Scripta manent
Pantani e quel grumo di perversione
di Gian Paolo Porreca

Qui, dove ormai solo per sentito dire dovremmo parlare dello sport della bicicletta e della sua serena contesa, siamo obbligati invece a scrivere di un primo Ciclista famoso, italiano, e di un secondo Ciclista più famoso ancora, straniero. E del loro ruolo di protagonista, passato ed attuale e futuro. E del loro dissidio, puntualmente rinvigorito.
Ci chiediamo, ancora, di tanto in tanto, quanto bene e quanto male incredibilmente sia riuscito a fare il primo. Quel Ciclista italiano che ci portava su le montagne che in tanti non abbiamo mai visto, ma che con lui abbiamo vinto. Quel Ciclista illimitato, ad onta delle minute e ferite dimensioni del corpo; illimitato, come un’anima pura. Sì, illimitato ed immacolato, come al Tour del ’98, quando i cattivi, i malintenzionati prendevano dal ciclismo un presunto ultimo commiato. Ed il vincitore cantava vittoria anche per noi. Quel Ciclista che non era il Tedesco, non era il Francese, ma un Italiano primo a Parigi 33 anni dopo Gimondi, 33 anni, l’età giusta per un Messia.
Meglio ancora se in bici.
Ci chiediamo, al ricordo ormai neutro, quanto bene e quanto male sia riuscito a fare quel ragazzo per merito o per demerito proprio, dopo quelle vittorie empiree ed il successivo coinvolgimento in una serie di vicende di ordine farmacologico e giudiziario, di segno intensamente grigio, che non consentono ulteriori dilazioni sentimentali, al di qua della riprova.

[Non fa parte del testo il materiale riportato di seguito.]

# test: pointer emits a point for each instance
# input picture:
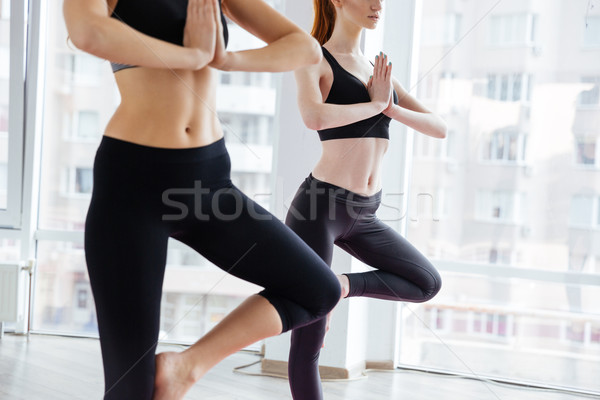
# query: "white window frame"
(10, 217)
(71, 128)
(593, 220)
(516, 212)
(70, 183)
(587, 36)
(587, 80)
(502, 22)
(596, 163)
(524, 95)
(521, 155)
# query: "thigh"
(125, 256)
(310, 219)
(245, 240)
(379, 246)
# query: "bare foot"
(345, 284)
(173, 376)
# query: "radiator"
(9, 284)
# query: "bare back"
(165, 107)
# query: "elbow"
(315, 53)
(310, 50)
(313, 122)
(85, 36)
(440, 129)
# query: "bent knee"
(328, 294)
(433, 290)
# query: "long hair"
(324, 20)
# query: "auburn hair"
(324, 20)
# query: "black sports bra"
(162, 19)
(348, 89)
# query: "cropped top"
(348, 89)
(161, 19)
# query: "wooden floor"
(60, 368)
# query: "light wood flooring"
(62, 368)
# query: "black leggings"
(323, 214)
(142, 196)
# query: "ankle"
(195, 370)
(345, 284)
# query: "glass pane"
(535, 331)
(4, 96)
(80, 96)
(537, 209)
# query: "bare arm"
(319, 115)
(412, 113)
(92, 30)
(288, 46)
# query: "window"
(501, 206)
(591, 34)
(80, 95)
(87, 125)
(584, 211)
(12, 90)
(512, 29)
(591, 95)
(506, 146)
(586, 150)
(441, 30)
(509, 87)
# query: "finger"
(216, 10)
(377, 67)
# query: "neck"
(345, 37)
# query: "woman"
(162, 170)
(336, 204)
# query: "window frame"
(10, 217)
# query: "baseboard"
(385, 365)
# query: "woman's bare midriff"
(164, 108)
(353, 164)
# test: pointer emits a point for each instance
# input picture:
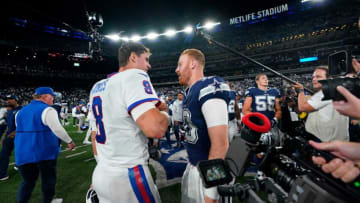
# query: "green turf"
(73, 176)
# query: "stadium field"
(74, 171)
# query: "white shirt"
(326, 123)
(177, 110)
(122, 98)
(2, 115)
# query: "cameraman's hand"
(298, 86)
(351, 107)
(346, 170)
(273, 122)
(356, 65)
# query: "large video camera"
(286, 173)
(340, 65)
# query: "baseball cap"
(44, 90)
(11, 96)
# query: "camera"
(340, 65)
(330, 92)
(286, 173)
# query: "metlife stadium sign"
(259, 14)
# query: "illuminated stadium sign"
(260, 14)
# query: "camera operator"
(323, 121)
(346, 170)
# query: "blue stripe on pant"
(137, 180)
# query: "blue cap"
(44, 90)
(11, 96)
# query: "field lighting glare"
(125, 39)
(210, 25)
(170, 33)
(135, 38)
(152, 35)
(188, 29)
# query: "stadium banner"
(259, 14)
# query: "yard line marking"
(76, 154)
(87, 160)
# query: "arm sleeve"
(50, 118)
(316, 102)
(215, 112)
(140, 109)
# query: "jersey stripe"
(134, 186)
(147, 188)
(140, 185)
(135, 104)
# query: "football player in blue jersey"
(234, 114)
(263, 100)
(205, 117)
(169, 102)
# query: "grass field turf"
(73, 176)
(74, 171)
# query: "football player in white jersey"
(127, 111)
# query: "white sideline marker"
(76, 154)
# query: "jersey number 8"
(97, 110)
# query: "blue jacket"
(34, 141)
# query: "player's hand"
(351, 107)
(344, 170)
(356, 65)
(162, 106)
(298, 86)
(71, 146)
(273, 122)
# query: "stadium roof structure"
(134, 16)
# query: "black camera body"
(330, 92)
(287, 172)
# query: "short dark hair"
(127, 48)
(259, 75)
(324, 68)
(196, 54)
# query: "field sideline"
(74, 171)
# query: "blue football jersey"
(196, 132)
(263, 101)
(231, 106)
(241, 104)
(169, 103)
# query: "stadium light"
(170, 33)
(152, 35)
(126, 39)
(210, 25)
(114, 37)
(188, 29)
(135, 38)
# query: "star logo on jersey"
(216, 84)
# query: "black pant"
(30, 173)
(7, 148)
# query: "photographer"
(346, 170)
(323, 121)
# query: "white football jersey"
(120, 142)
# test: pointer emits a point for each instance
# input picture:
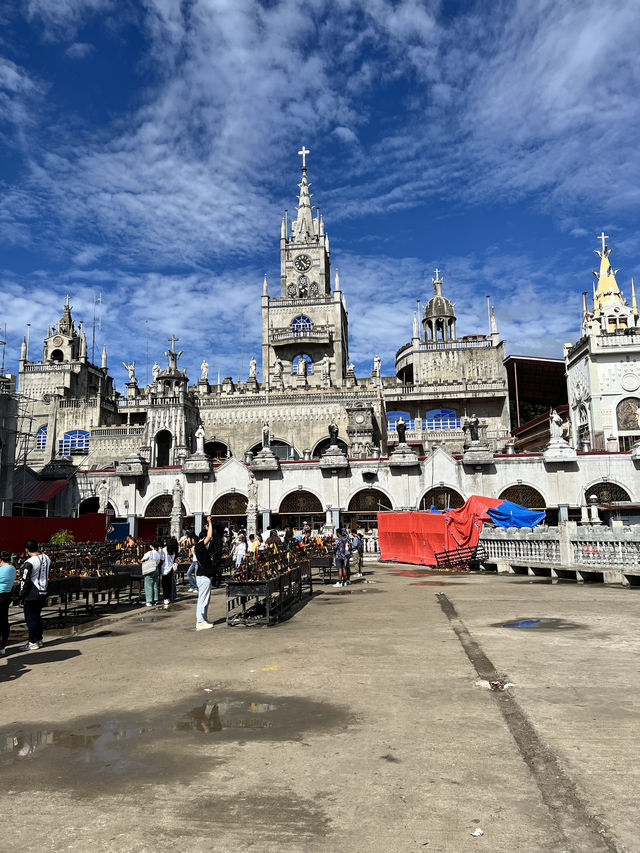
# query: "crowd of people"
(205, 553)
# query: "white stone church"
(261, 453)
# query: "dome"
(438, 306)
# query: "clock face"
(302, 263)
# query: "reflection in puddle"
(545, 624)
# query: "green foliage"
(62, 537)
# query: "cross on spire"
(303, 153)
(603, 237)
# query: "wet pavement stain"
(130, 748)
(540, 624)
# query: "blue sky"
(150, 147)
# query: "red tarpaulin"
(415, 537)
(411, 537)
(15, 530)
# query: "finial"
(603, 237)
(303, 153)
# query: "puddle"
(541, 624)
(167, 742)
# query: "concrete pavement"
(365, 723)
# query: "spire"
(607, 290)
(437, 283)
(303, 228)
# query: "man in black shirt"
(203, 576)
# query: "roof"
(37, 491)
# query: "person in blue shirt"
(7, 580)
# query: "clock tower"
(305, 329)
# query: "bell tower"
(305, 329)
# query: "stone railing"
(566, 550)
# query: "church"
(312, 442)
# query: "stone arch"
(230, 504)
(524, 495)
(163, 445)
(300, 501)
(607, 491)
(160, 507)
(441, 497)
(627, 414)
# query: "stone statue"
(200, 439)
(103, 496)
(472, 425)
(131, 370)
(325, 368)
(555, 425)
(177, 497)
(252, 490)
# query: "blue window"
(438, 419)
(41, 438)
(301, 326)
(74, 441)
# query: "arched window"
(41, 438)
(442, 498)
(301, 326)
(74, 441)
(438, 419)
(298, 358)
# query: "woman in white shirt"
(151, 579)
(170, 555)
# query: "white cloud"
(79, 50)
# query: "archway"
(231, 510)
(164, 442)
(525, 496)
(606, 492)
(216, 450)
(441, 498)
(363, 509)
(299, 508)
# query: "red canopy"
(415, 537)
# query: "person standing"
(33, 593)
(169, 554)
(151, 579)
(7, 579)
(203, 576)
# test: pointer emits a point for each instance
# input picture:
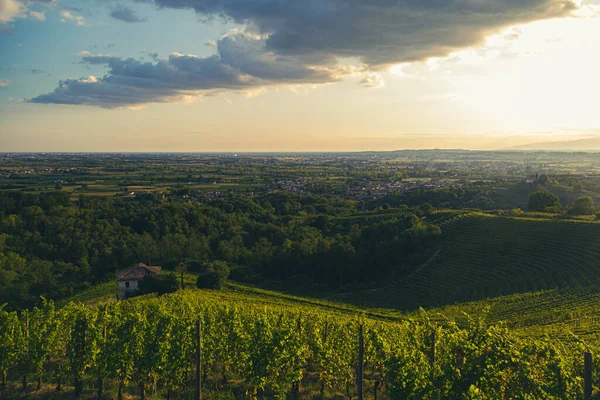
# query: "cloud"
(11, 9)
(126, 14)
(40, 16)
(67, 14)
(379, 33)
(291, 42)
(372, 80)
(242, 63)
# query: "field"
(261, 344)
(484, 256)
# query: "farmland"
(493, 254)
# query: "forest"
(53, 247)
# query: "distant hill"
(590, 144)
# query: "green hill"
(482, 256)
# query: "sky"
(296, 75)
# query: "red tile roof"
(137, 272)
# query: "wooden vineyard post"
(432, 359)
(361, 357)
(26, 347)
(587, 376)
(100, 377)
(322, 389)
(296, 385)
(198, 394)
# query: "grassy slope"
(484, 256)
(539, 276)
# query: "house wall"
(124, 291)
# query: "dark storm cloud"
(126, 14)
(379, 32)
(240, 64)
(300, 42)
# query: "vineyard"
(484, 256)
(147, 348)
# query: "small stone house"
(128, 278)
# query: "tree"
(543, 180)
(182, 268)
(161, 284)
(542, 200)
(221, 268)
(11, 341)
(583, 206)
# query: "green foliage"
(269, 346)
(159, 284)
(49, 242)
(583, 206)
(209, 279)
(543, 200)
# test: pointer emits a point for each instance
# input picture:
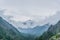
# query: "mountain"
(26, 24)
(9, 32)
(36, 31)
(53, 30)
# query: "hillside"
(9, 32)
(53, 30)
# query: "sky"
(23, 10)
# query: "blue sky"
(22, 10)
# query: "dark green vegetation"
(8, 32)
(55, 37)
(53, 30)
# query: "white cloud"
(21, 10)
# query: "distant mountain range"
(36, 31)
(9, 32)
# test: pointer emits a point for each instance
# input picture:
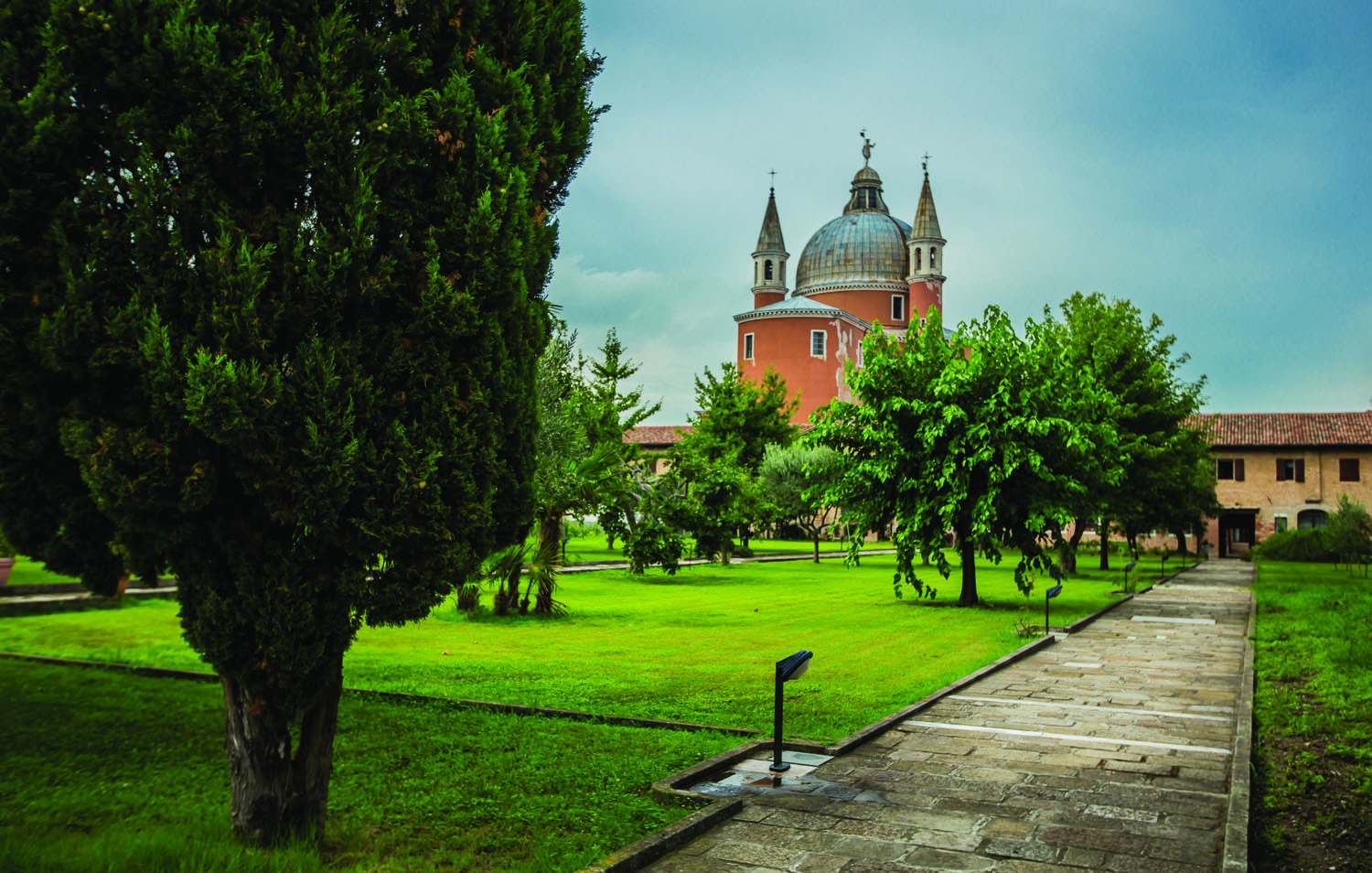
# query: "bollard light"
(1053, 592)
(788, 669)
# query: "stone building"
(862, 268)
(1284, 469)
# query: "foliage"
(974, 436)
(713, 467)
(1349, 532)
(793, 480)
(272, 291)
(1295, 545)
(740, 417)
(423, 787)
(1157, 472)
(609, 411)
(575, 472)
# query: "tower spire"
(770, 255)
(927, 244)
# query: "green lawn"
(104, 771)
(1313, 714)
(114, 771)
(593, 548)
(696, 647)
(30, 573)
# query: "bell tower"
(927, 250)
(770, 258)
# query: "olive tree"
(269, 315)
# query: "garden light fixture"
(1053, 592)
(788, 669)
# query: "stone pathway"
(1111, 749)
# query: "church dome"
(859, 247)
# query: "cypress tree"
(269, 313)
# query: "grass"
(694, 647)
(32, 573)
(134, 777)
(136, 780)
(1313, 713)
(593, 548)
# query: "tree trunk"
(1105, 544)
(549, 534)
(276, 793)
(969, 573)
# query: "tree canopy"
(976, 436)
(1146, 480)
(269, 316)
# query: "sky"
(1212, 162)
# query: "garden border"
(457, 703)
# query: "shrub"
(1295, 545)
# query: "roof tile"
(1287, 428)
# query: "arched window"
(1311, 519)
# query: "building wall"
(869, 305)
(1261, 490)
(784, 342)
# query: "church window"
(1349, 469)
(1312, 519)
(1290, 469)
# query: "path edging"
(1240, 771)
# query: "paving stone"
(820, 864)
(767, 857)
(940, 859)
(1088, 858)
(1086, 837)
(1020, 848)
(1087, 796)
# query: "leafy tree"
(609, 411)
(965, 436)
(575, 474)
(715, 463)
(795, 478)
(271, 312)
(1349, 532)
(1135, 480)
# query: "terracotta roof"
(650, 436)
(1287, 428)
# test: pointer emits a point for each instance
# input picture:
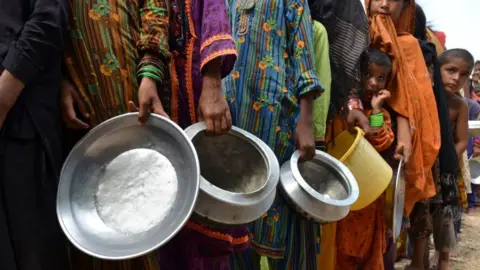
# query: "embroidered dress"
(274, 69)
(107, 39)
(199, 33)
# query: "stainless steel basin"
(79, 182)
(322, 189)
(239, 175)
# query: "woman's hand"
(69, 100)
(304, 139)
(149, 101)
(212, 106)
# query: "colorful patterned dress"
(108, 38)
(274, 69)
(199, 33)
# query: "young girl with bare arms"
(455, 67)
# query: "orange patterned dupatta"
(412, 97)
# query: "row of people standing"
(169, 59)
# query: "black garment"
(447, 155)
(32, 35)
(348, 35)
(30, 236)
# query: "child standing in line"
(455, 67)
(361, 236)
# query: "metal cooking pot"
(81, 177)
(323, 188)
(394, 201)
(239, 176)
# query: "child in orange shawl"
(361, 236)
(391, 28)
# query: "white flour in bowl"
(136, 191)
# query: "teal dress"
(274, 69)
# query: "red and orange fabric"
(361, 236)
(412, 97)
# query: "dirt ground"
(467, 255)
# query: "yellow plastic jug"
(372, 172)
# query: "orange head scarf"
(412, 97)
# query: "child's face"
(392, 8)
(476, 73)
(455, 74)
(374, 80)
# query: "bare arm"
(461, 130)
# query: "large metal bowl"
(322, 189)
(239, 176)
(79, 181)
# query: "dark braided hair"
(457, 53)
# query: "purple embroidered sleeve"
(216, 36)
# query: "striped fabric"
(274, 69)
(107, 36)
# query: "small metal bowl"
(474, 128)
(79, 182)
(239, 176)
(322, 188)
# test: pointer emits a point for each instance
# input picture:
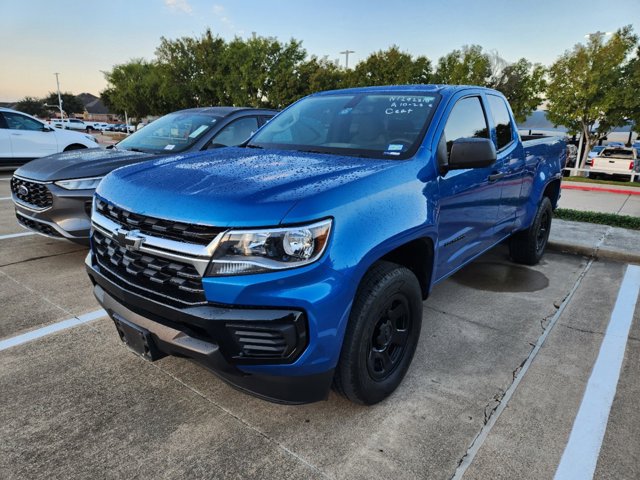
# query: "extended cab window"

E quel secondo Ciclista più famoso ancora, quello dei tre Tour vinti alla grande, gli ultimi tre Tour della storia, dopo aver sbriciolato gli avversari. Quello che entrò nel ciclismo dei grandi, a suo tempo, con la maglia iridata bagnata di Oslo nel ’93 e poi fu costretto ad abbandonare la platea agonistica, nel ’96, per una gravissima malattia. Il secondo Ciclista, si sa, è stato operato, rioperato, sottoposto a squassanti cicli di radio e chemioterapia per la neoplasia testicolare prima e poi per le metastasi cerebrali e polmonari, testimonianze sinistre della disseminazione della patologia. Ha ripreso a gareggiare a fine ’98, lo ricordiamo a Valkenburg, ancora nella pioggia, come quell’altro più giovane pomeriggio di cinque anni prima, quello di Oslo appunto.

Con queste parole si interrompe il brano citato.